Knocknaglogh Fort, Newtown, Co. Mayo
Co. Mayo |
Ringforts
In the low-lying, damp pasture of Newtown townland in County Mayo, an oval rise in the ground holds a quiet secret beneath its grass and hawthorn.
The earthwork, roughly 25 metres across at its longest, is the kind of feature that could be walked past without a second glance, its defining scarp partly levelled and in places reduced to nothing more than a broad, shallow slump about 40 centimetres high. What makes it quietly unsettling is not its shape or scale, but what local tradition says once lay within it: a children's burial ground.

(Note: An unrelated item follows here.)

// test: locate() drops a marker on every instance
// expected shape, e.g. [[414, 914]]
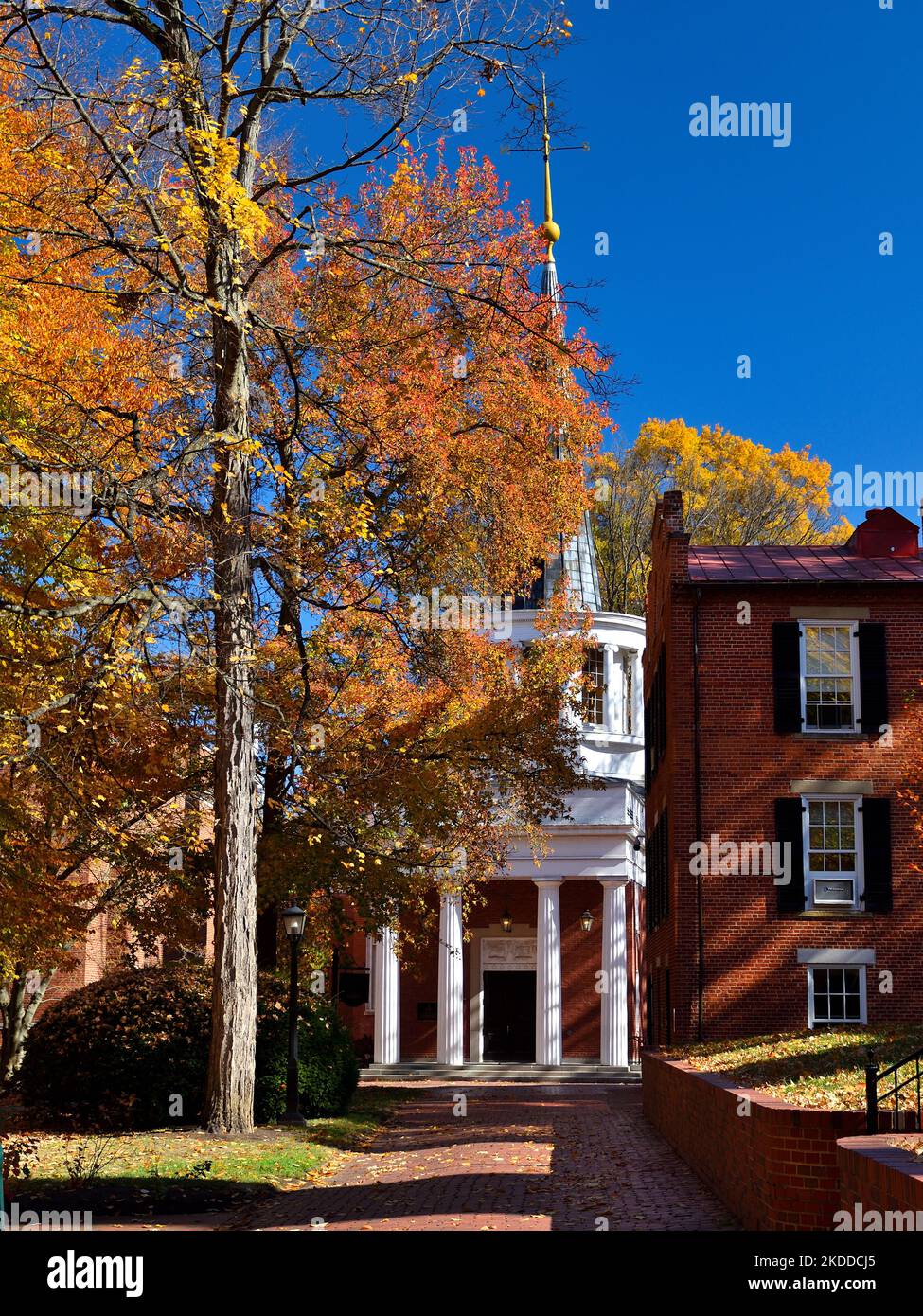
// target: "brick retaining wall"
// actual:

Such burial grounds, known in Irish as cillíní, were used for centuries to inter unbaptised infants and others considered ineligible for consecrated ground. They appear throughout Ireland in liminal or marginal spots, often in the corners of fields or at the edges of townlands, and their presence at this site places it in a long and sorrowful strand of Irish funerary practice. The fort itself appears on the Ordnance Survey six-inch map of 1838 as an embanked enclosure, and again on the 1930 edition as a subcircular enclosure outlined by hachuring, the cartographic convention for depicting earthen banks or scarps in plan. Both editions carry the name Knocknaglogh Fort, suggesting the feature was recognised and named by the surrounding community across at least a century of mapping. The scarp that defines the oval rise is most pronounced on the north-west side, while at the south-south-east a natural fall in the ground makes it appear almost linear rather than curved. Heaps of field clearance boulders have been pushed up against the eastern edge over the years, further obscuring the original form.
The fort sits in the north-west corner of a pasture field, close to the townland boundary, hemmed in by high field fences and with a forestry plantation roughly 300 metres to the south-east. Views open out only to the north-east and east. It is a place that feels turned in on itself, bounded and overlooked, which may in some way reflect why it was chosen for the purposes it once served.